When the 21-year-old spacecraft, Columbia, disintegrated on its re-entry into Earth’s atmosphere on February 1, 2003, a new pantheon of heroes was born—men and women who knew the risks they were taking yet chose to take that chance. With that understanding of the dangers involved, each astronaut was asked to fill out a questionnaire regarding his wishes for a memorial service—who should do it, what he or she wanted said, what kind of a memorial he or she would like—should they not come back.
Several of the astronauts were believers, including Rick Husband, who was a devout Christian and active in his church, Grace Community Church, in suburban Houston. When Steve Riggle, Rick Husband’s pastor, was given the small card which contained his wishes for a memorial service, at the bottom of the card was a handwritten note which read, “Tell them about Jesus. He’s real to me!” That was it. “Tell them about Jesus,” he requested, explaining, “He’s real to me!”
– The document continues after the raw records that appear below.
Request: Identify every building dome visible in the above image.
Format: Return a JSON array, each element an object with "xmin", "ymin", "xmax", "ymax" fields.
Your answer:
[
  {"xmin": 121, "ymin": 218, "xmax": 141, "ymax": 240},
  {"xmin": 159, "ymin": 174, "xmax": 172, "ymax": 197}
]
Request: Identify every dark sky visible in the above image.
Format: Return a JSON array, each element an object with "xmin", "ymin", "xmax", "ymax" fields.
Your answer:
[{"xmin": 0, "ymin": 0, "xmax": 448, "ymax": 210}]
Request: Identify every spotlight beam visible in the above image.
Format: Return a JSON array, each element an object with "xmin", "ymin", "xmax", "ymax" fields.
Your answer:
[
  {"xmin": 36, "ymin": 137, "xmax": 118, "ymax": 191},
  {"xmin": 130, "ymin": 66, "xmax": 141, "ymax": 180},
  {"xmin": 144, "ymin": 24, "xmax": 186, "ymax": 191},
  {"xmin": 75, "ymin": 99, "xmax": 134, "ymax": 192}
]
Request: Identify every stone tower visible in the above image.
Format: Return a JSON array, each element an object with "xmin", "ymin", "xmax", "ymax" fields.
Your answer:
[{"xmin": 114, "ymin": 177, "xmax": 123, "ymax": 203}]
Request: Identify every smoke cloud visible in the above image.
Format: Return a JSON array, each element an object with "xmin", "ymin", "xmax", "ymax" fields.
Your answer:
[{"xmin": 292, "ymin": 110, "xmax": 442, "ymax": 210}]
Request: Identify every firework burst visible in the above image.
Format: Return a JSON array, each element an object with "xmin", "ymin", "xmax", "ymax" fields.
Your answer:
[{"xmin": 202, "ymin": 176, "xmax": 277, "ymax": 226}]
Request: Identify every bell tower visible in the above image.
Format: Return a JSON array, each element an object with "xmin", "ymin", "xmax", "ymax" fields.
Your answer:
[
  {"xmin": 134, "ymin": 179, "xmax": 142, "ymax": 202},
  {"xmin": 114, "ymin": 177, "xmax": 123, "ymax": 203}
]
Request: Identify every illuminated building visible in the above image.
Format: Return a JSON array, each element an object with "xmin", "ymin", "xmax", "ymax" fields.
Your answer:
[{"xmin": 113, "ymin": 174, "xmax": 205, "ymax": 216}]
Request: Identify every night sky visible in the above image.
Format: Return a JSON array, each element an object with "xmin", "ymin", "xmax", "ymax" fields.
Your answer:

To the best of his ability, Pastor Steve Riggle did just that! He not only remembered Rick Husband as a hero, great father, and dedicated pilot, but as a man who knew and loved Jesus Christ and sought to make Him known. Essentially Rick Husband’s desire was the same as that of the Apostle Paul, who wrote in the shadow of a Roman dungeon, probably under house arrest, “I want to know Christ and the power of his resurrection and the fellowship of sharing in his sufferings” (Philippians 3:10).
I want to know Christ and the power of his resurrection and the fellowship of sharing in his sufferings. Philippians 3:10
Question: Is Jesus Christ real to you? Or is He simply a historical personage, a religious figure who lived and died a long time ago, One who seems to better fit on a dusty crucifix in a Catholic church or the wall of a convent or hospital than in real life today? The fact is that the image of Jesus Christ which many have is vastly different from the real-life one, the one that Rick Husband had. Why? Rick’s understanding of Jesus Christ grew from a relationship with Him as a living person, not from a historical bit of knowledge of one who is a benchmark of history in the Roman era.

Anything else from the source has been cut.